The alternative hypothesis, on the other hand, states that a population parameter does not equal the null hypothesis value. In other words, there is a non-zero effect.
Five Steps in Hypothesis Testing
- Specify the Null Hypothesis
- Specify the Alternative Hypothesis
- Set the Significance Level (ɑ)
- Calculate the T-test Statistic and Corresponding P-Value
- Drawing a Conclusion
What is a T-test?
The t-test tells us how significant the differences between groups are. In other words, it lets us know if those differences (measured in means) could have happened by chance.
The t-score is a ratio between the difference between two groups and the difference within the groups.
- The larger the t-score, the more difference there is between groups.
- The smaller the t-score, the more similarity there is between groups.
A t-score of 3 means that the groups are three times as different from each other as they are within each other.
A p-value is a probability that the results from our sample data occurred by chance. P-values are from 0% to 100%.
Low p-values are good which indicate our data did not occur by chance.
For example, a p-value of .01 means there is only a 1% probability that the results from an experiment happened by chance. In most cases, a p-value of 0.05 (5%) is accepted to mean the data is valid.
The p-value is probabilistic. This means that when we interpret the result of a statistical test, we do not know what is true or false, only what is likely.
P-value vs Probability
In probability, this would be written as follows:
Pr(hypothesis | data)
This is incorrect.
Instead, the p-value can be thought of as the probability of the data given the pre-specified assumption embedded in the statistical test.
Again, using probability notation, this would be written as:
Pr(data | hypothesis)
It allows us to reason about whether or not the data fit the hypothesis. Not the other way around.
The p-value is a measure of how likely the data sample would be observed if the null hypothesis were true.
Significance Level (Alpha)
The significance level, also known as alpha or α, is a standard that researchers set before the study. It specifies how strongly the sample evidence must contradict the null hypothesis before we can reject the null for the entire population. This standard is defined by the probability of rejecting a true null hypothesis.
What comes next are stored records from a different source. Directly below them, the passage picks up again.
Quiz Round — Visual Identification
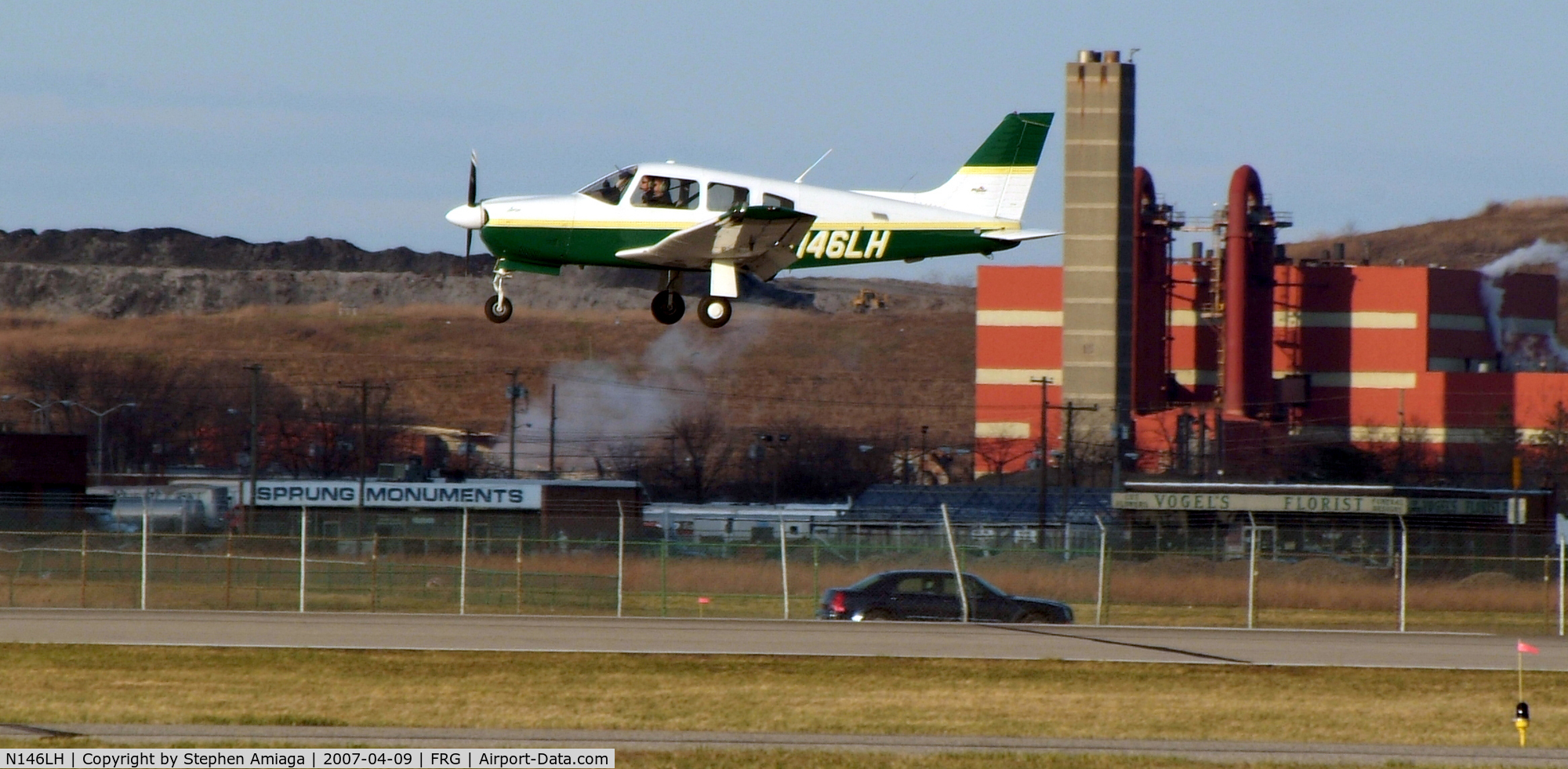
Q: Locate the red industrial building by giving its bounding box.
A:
[975,166,1568,481]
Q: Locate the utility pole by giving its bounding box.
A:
[1051,401,1099,531]
[245,362,262,534]
[914,426,935,487]
[506,368,528,479]
[550,385,555,479]
[1029,376,1066,550]
[337,379,392,537]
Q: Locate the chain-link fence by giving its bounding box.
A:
[0,518,1563,634]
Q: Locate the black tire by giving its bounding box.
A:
[654,290,685,326]
[485,293,511,323]
[696,296,734,328]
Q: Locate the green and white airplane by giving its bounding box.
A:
[447,113,1060,328]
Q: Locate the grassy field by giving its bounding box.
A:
[0,304,974,446]
[0,535,1557,636]
[0,645,1568,749]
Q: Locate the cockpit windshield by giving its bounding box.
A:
[577,165,637,205]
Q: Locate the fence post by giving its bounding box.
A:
[458,507,469,614]
[223,524,234,609]
[1098,515,1105,625]
[1399,515,1410,633]
[779,510,789,620]
[811,535,822,600]
[1247,512,1261,629]
[942,502,969,622]
[299,506,307,612]
[370,532,381,614]
[615,499,626,617]
[138,490,152,611]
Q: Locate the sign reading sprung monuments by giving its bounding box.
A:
[1110,492,1410,515]
[241,481,543,510]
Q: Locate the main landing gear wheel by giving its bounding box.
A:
[654,290,685,326]
[696,296,731,328]
[485,295,511,323]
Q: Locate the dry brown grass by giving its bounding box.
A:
[0,645,1568,747]
[0,540,1557,633]
[0,306,974,444]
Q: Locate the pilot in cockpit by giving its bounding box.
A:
[638,176,674,207]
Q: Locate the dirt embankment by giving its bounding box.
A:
[0,229,974,318]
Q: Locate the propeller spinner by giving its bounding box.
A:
[447,152,489,259]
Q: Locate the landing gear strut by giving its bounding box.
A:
[654,270,685,326]
[654,290,685,326]
[696,296,731,328]
[485,267,511,323]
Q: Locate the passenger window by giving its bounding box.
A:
[577,165,637,205]
[707,182,751,210]
[632,176,702,209]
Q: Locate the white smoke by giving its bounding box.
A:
[1480,240,1568,370]
[502,314,768,473]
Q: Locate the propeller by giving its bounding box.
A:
[463,149,480,262]
[447,151,489,259]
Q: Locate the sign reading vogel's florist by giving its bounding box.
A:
[1110,492,1410,515]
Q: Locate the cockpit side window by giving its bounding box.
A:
[577,165,637,205]
[707,182,751,210]
[632,174,702,209]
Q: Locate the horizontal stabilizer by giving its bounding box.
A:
[980,229,1062,243]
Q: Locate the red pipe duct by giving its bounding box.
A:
[1132,166,1171,415]
[1221,165,1273,419]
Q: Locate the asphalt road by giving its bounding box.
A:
[0,609,1568,670]
[0,724,1568,766]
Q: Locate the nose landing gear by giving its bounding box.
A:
[485,267,511,323]
[696,296,731,328]
[654,290,685,326]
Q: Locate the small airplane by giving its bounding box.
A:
[447,113,1060,328]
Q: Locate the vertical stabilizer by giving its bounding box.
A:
[913,111,1052,221]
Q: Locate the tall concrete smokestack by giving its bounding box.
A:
[1062,50,1135,455]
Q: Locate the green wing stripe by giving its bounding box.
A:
[964,111,1052,166]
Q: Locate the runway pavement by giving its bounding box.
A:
[0,609,1568,670]
[0,724,1568,766]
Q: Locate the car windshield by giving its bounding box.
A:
[964,575,1008,595]
[845,575,886,590]
[577,165,637,205]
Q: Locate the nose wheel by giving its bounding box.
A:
[696,296,731,328]
[654,290,685,326]
[485,295,511,323]
[485,267,511,323]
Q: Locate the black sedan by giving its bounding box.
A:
[817,570,1073,625]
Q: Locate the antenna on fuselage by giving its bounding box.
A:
[795,147,833,183]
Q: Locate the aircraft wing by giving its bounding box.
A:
[615,205,817,281]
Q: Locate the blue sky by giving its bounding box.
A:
[0,0,1568,282]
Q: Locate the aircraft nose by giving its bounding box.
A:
[447,205,489,229]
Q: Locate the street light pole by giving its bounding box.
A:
[63,401,136,487]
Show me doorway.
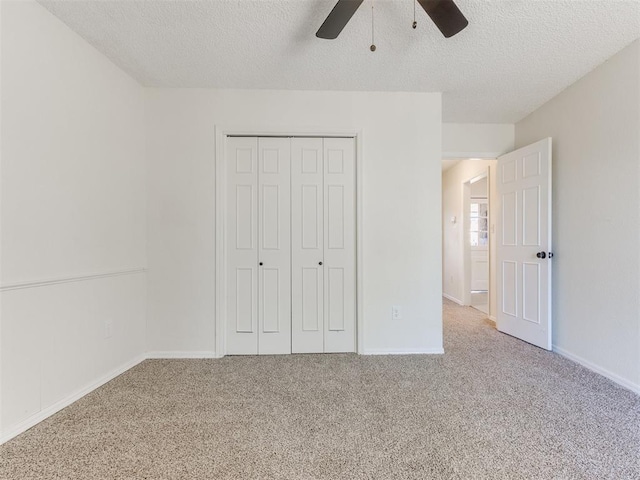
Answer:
[464,170,490,315]
[442,158,499,321]
[216,132,361,355]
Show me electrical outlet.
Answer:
[104,320,113,338]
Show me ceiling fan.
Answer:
[316,0,469,40]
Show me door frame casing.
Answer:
[214,125,364,358]
[461,171,495,310]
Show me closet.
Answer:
[225,137,356,355]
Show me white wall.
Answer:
[146,89,442,354]
[516,41,640,392]
[442,160,498,317]
[442,123,515,159]
[0,1,146,438]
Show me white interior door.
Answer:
[225,137,258,355]
[258,138,291,354]
[291,138,324,353]
[323,138,356,352]
[496,138,552,350]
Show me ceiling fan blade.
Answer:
[418,0,469,38]
[316,0,364,40]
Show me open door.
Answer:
[496,138,553,350]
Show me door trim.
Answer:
[214,125,364,358]
[462,169,494,310]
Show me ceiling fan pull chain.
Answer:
[369,0,376,52]
[411,0,418,29]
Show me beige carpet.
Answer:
[0,302,640,480]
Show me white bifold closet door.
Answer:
[226,137,291,355]
[291,138,356,353]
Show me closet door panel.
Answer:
[291,138,324,353]
[225,138,258,355]
[258,138,291,354]
[324,138,356,352]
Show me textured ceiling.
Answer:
[40,0,640,123]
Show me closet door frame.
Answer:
[213,125,365,358]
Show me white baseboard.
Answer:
[442,293,464,307]
[0,354,147,445]
[362,348,444,355]
[147,350,219,359]
[551,345,640,395]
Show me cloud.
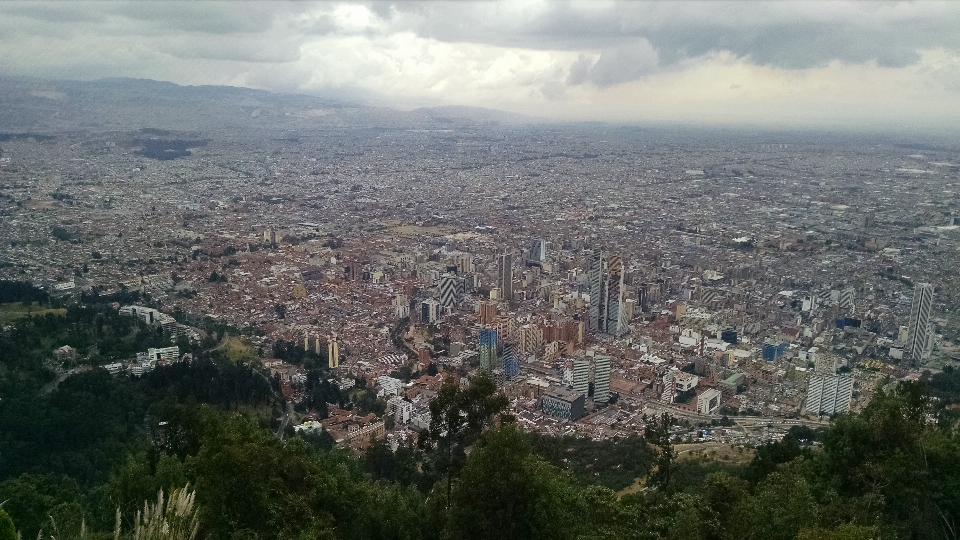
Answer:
[0,0,960,129]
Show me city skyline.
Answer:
[0,1,960,131]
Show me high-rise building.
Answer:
[420,298,440,324]
[480,328,497,373]
[805,373,853,415]
[540,389,585,421]
[440,274,465,309]
[391,294,410,319]
[497,253,513,304]
[327,335,340,369]
[839,287,857,315]
[906,283,933,362]
[500,343,520,380]
[527,238,547,262]
[517,323,543,353]
[593,355,610,403]
[573,360,590,396]
[480,302,497,324]
[588,249,629,337]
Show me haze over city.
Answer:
[0,1,960,540]
[0,0,960,129]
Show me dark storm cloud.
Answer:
[370,2,960,73]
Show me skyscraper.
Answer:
[501,343,520,380]
[839,287,857,316]
[906,283,933,362]
[593,355,610,403]
[440,274,465,308]
[497,253,513,304]
[327,335,340,369]
[573,360,590,396]
[588,249,628,337]
[480,328,497,373]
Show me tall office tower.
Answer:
[440,274,464,309]
[593,355,610,403]
[497,253,513,304]
[480,328,497,373]
[390,294,410,319]
[588,249,628,337]
[573,360,590,396]
[840,287,856,315]
[327,334,340,369]
[805,373,853,415]
[527,238,547,262]
[517,323,543,353]
[480,302,497,324]
[906,283,933,362]
[420,298,440,323]
[501,343,520,380]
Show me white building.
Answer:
[697,388,723,414]
[805,373,853,415]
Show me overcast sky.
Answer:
[0,0,960,128]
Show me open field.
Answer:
[0,302,67,324]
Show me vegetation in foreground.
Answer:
[0,282,960,540]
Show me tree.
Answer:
[645,413,677,490]
[447,424,584,540]
[427,374,507,508]
[0,508,17,540]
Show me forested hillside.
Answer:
[0,284,960,540]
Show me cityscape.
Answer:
[0,0,960,540]
[0,76,960,450]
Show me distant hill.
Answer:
[410,105,546,124]
[0,77,539,133]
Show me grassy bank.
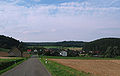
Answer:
[41,57,90,76]
[0,58,26,75]
[44,56,120,60]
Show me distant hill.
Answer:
[0,35,20,49]
[83,38,120,54]
[24,41,85,47]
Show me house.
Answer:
[60,51,67,56]
[8,47,22,57]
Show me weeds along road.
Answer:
[0,56,51,76]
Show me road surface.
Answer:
[1,56,51,76]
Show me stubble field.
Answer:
[49,59,120,76]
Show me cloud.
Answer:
[0,0,120,41]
For instance, a significance level of 0.05 signifies a 5% risk of deciding that an effect exists when it does not exist.
Types of Errors in Hypothesis Testing
Statistical hypothesis tests are not 100% accurate because they use a random sample to conclude entire populations. There are two types of errors related to drawing an incorrect conclusion.
This error occurs when a researcher incorrectly rejects a true null hypothesis. We can reduce our risk of committing a type I error by using a lower value for p.
For example, a p-value of 0.01 would mean there is a 1% chance of committing a Type I error. This means that we will wrongfully assume that our hypothesis testing has worked even though it hasn’t. The Type I error rate is also known as alpha (α).
Rejecting an alternate hypothesis when it is true.
Example – Diagnosis of cancer infected patients as healthy or testing pregnant women as not pregnant.
This error occurs when a researcher fails to reject a false null hypothesis. The type II error rate is also known as beta (β).
To sum up, Hypothesis testing is an essential procedure in statistics. It evaluates the statements about a population to determine which statement is best supported by the data sample.
Regardless of the surety about the outcome, we should assess our assumptions on some criterion level and the best way to do this is using a statistical test.